Microvesicular steatosis was three to four times more likely in the presence of ballooning and five times more likely in the presence of megamitochondria, two markers of cell injury.

No associations were seen between microvesicular steatosis and lobular inflammation or levels of aspartate aminotransferase (AST) or alanine aminotransferase (ALT).

Biopsies for the study were obtained from a consortium of eight clinical research centers and one data coordinating center sponsored by the National Institute of Diabetes and Digestive and Kidney Diseases.

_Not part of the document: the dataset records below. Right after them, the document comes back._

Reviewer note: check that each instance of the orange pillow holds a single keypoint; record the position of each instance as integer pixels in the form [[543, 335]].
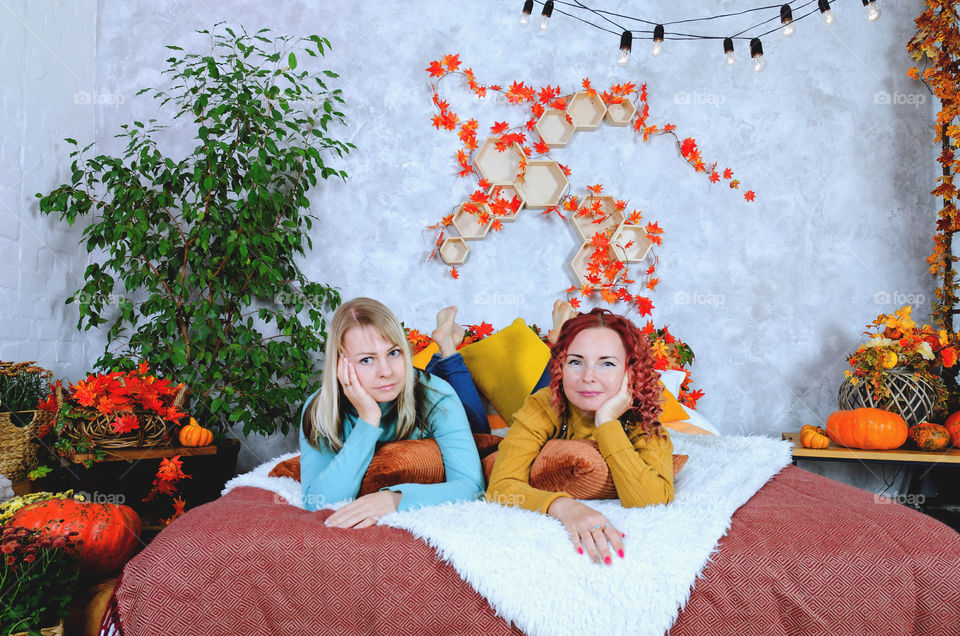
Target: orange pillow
[[672, 410], [573, 466], [411, 461]]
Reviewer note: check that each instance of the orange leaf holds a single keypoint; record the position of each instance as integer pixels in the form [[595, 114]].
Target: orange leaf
[[452, 62]]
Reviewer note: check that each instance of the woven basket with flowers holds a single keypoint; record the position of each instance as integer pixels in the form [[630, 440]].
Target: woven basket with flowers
[[121, 409], [897, 369]]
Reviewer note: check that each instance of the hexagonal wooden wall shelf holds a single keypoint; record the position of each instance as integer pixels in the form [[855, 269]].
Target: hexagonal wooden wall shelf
[[586, 110], [554, 128], [620, 114], [543, 184], [513, 199], [469, 225], [611, 217], [454, 250], [631, 243], [499, 168], [581, 260]]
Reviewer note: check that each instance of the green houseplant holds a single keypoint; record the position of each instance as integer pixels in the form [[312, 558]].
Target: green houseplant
[[199, 275]]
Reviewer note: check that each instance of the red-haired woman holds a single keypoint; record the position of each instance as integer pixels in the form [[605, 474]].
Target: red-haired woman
[[603, 386]]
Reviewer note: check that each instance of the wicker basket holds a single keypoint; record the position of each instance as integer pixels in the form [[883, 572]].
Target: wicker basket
[[18, 449], [912, 397], [56, 630], [152, 431]]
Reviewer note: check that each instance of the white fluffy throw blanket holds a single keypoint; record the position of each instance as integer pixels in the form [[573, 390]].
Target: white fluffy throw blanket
[[525, 566]]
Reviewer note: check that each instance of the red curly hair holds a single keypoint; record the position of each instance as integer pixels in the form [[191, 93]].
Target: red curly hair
[[647, 395]]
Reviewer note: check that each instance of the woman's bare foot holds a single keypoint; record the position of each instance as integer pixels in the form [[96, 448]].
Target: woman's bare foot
[[562, 312], [448, 333]]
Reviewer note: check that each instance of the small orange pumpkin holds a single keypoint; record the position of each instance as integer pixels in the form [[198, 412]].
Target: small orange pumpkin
[[867, 428], [195, 435], [813, 437]]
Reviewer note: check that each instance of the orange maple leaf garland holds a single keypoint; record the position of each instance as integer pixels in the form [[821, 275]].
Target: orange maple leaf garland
[[603, 261]]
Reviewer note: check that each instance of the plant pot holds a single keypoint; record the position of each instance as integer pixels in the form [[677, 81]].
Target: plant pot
[[912, 398]]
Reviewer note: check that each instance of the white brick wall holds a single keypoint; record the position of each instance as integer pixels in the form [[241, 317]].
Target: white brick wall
[[47, 52]]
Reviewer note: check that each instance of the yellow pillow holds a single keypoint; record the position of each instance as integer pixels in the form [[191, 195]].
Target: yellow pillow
[[672, 410], [506, 366], [421, 359]]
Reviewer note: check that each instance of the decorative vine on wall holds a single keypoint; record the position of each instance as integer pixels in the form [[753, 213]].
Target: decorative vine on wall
[[514, 170]]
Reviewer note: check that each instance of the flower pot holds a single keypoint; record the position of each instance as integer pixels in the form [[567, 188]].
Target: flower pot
[[911, 397]]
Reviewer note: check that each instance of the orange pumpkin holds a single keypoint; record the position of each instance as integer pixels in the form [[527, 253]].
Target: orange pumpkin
[[953, 427], [867, 428], [195, 435], [110, 533], [813, 437]]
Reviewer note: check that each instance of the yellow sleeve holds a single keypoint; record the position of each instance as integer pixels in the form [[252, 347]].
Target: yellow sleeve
[[533, 425], [642, 471]]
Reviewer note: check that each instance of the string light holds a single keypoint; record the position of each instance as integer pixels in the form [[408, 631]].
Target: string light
[[756, 52], [825, 12], [786, 19], [657, 40], [626, 43], [728, 50], [525, 13], [545, 14], [578, 10]]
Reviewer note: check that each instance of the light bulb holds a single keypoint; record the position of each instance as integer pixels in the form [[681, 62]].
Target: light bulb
[[657, 40], [728, 51], [545, 15], [825, 12], [873, 9], [626, 43], [786, 19], [525, 13], [756, 52]]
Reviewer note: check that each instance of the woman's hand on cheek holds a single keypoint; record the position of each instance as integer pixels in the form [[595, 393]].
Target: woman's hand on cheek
[[367, 407], [618, 404], [589, 530], [365, 511]]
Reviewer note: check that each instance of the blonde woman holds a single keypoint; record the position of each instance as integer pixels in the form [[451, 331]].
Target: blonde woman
[[375, 396]]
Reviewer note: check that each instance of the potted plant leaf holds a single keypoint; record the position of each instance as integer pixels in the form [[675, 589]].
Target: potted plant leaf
[[195, 257]]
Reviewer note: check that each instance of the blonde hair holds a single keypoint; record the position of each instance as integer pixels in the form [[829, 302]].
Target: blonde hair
[[323, 417]]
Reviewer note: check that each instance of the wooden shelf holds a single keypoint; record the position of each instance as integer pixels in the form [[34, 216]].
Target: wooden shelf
[[134, 454], [897, 455]]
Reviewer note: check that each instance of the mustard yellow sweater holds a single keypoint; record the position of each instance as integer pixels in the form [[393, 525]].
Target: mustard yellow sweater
[[642, 471]]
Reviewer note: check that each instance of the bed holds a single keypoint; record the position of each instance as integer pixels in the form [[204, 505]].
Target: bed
[[804, 555]]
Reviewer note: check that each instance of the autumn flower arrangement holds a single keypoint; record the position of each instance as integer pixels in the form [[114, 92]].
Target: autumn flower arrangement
[[669, 352], [896, 342], [38, 575], [130, 406]]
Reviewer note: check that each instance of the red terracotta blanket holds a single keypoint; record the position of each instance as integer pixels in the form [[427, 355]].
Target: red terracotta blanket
[[805, 555]]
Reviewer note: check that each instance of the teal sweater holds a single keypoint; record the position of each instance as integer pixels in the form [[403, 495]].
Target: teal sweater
[[328, 477]]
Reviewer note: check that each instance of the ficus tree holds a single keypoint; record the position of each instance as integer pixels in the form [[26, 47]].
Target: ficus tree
[[195, 257]]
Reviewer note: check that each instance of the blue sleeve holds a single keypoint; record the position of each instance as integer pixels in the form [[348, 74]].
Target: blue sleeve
[[455, 372], [326, 477], [461, 462]]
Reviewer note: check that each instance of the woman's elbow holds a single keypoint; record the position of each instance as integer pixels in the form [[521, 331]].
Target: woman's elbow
[[662, 494]]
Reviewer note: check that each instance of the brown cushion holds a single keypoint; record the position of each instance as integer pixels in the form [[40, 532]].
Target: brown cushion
[[573, 466]]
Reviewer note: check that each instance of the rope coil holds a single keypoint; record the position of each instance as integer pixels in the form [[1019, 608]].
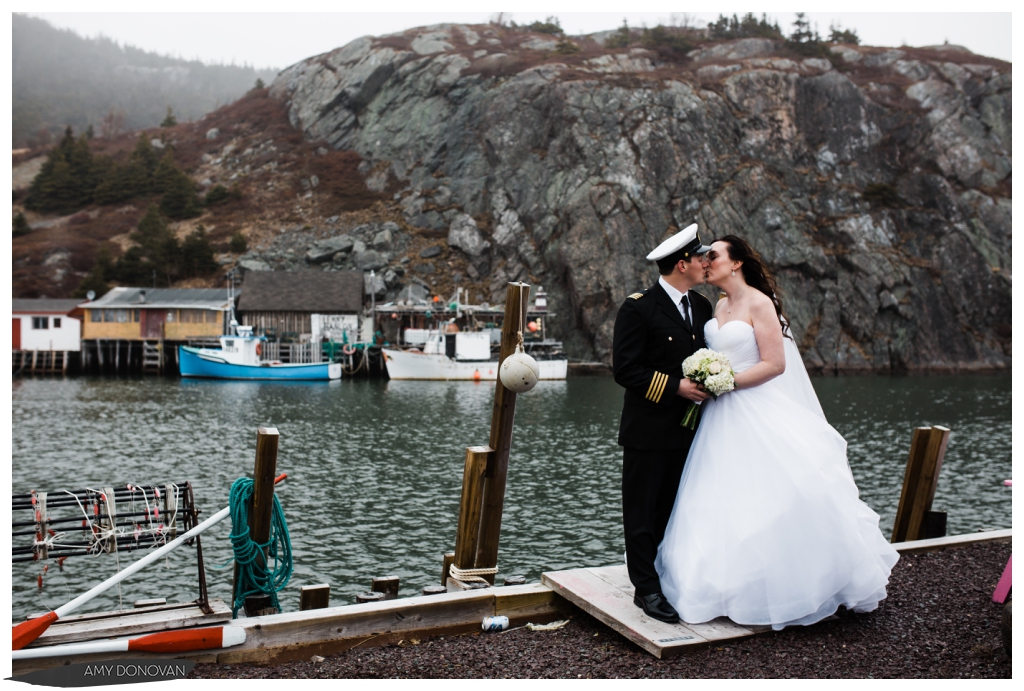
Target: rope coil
[[255, 577], [471, 574]]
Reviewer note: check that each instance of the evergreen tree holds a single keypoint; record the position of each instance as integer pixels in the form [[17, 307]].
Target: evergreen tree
[[22, 227], [141, 167], [802, 30], [839, 35], [179, 199], [66, 182]]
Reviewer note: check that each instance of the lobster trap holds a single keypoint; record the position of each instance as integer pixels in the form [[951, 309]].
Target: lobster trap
[[67, 523]]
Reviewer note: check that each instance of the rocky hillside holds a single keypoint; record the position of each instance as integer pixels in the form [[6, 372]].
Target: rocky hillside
[[877, 182]]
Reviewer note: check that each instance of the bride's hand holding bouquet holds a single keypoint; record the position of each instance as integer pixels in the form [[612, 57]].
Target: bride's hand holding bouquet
[[711, 370]]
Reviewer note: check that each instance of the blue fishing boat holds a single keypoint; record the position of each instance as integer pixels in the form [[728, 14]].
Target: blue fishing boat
[[239, 357]]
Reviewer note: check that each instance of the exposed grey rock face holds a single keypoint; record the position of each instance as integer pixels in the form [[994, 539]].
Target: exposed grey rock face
[[326, 249], [880, 198]]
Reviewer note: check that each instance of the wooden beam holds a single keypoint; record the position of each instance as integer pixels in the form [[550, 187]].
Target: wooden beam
[[914, 461], [938, 439], [502, 417], [259, 515], [445, 565], [470, 506], [314, 597]]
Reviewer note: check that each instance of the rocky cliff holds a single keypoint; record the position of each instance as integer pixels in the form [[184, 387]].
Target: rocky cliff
[[876, 182]]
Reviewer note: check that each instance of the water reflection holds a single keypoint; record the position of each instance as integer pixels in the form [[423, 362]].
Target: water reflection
[[375, 468]]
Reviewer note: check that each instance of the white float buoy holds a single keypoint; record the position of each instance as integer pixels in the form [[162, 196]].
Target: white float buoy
[[519, 372]]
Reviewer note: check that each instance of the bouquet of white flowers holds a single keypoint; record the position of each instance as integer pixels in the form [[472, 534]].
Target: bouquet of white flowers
[[714, 371]]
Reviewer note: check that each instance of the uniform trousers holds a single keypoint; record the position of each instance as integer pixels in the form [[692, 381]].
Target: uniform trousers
[[650, 479]]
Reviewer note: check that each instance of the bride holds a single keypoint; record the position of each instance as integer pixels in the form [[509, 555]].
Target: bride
[[767, 527]]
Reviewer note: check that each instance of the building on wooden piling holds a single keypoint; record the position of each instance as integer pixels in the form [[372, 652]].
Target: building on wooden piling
[[139, 329], [46, 334], [303, 306]]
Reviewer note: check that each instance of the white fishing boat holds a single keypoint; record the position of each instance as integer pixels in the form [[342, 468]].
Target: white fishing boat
[[467, 356]]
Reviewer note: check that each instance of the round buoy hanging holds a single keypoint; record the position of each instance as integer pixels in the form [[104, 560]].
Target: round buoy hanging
[[519, 372]]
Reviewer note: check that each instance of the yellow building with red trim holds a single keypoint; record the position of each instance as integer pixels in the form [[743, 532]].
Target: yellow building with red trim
[[160, 313]]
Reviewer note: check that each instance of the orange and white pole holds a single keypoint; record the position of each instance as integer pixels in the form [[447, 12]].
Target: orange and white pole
[[180, 641]]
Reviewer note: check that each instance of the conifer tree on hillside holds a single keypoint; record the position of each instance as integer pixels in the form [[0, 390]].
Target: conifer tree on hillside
[[170, 120], [67, 180], [197, 255], [179, 197]]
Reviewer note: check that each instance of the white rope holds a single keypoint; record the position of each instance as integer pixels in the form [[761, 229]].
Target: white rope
[[471, 574]]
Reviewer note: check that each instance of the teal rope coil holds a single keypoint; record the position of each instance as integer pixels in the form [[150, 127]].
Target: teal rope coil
[[254, 578]]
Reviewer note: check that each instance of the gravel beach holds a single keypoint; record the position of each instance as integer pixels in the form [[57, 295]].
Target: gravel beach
[[938, 621]]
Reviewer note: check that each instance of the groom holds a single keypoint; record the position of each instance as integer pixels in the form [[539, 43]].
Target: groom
[[655, 331]]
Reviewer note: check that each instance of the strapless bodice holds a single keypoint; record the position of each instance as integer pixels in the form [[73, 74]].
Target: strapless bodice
[[736, 340]]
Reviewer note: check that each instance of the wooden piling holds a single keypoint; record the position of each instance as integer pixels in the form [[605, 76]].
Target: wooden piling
[[470, 506], [502, 417], [928, 447], [314, 597], [262, 507], [445, 565]]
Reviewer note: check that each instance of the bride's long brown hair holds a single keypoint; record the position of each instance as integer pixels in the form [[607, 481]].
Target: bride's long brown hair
[[757, 275]]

On histology, macrovesicular steatosis is defined by a single, large vacuole of fat that fills up the hepatocyte and displaces the nucleus to the periphery of the cell.

In comparison, the presence of multiple small intracellular lipid droplets with an undisplaced nucleus generally defines microvesicular steatosis, which has been thought to result from impaired mitochondrial beta-oxidation of fatty acids, Dr. Tandra said.

The investigators defined microvesicular steatosis as the presence of “nonzonal contiguous patches of foamy hepatocytes with centrally placed nucleus” on hematoxylin and eosin staining under light microscopy, she added.

“As microvesicular steatosis generally indicates mitochondrial dysfunction, our data support a role for mitochondrial dysfunction in the pathogenesis of nonalcoholic steatohepatitis,” Dr. Tandra said.

More research is needed to clarify the significance of microvesicular steatosis in patients with NAFLD, she added.

Disclosures: Dr. Tandra reported having no conflicts of interest related to the study.

Microvesicular steatosis was significantly associated with histologic indexes denoting severe disease.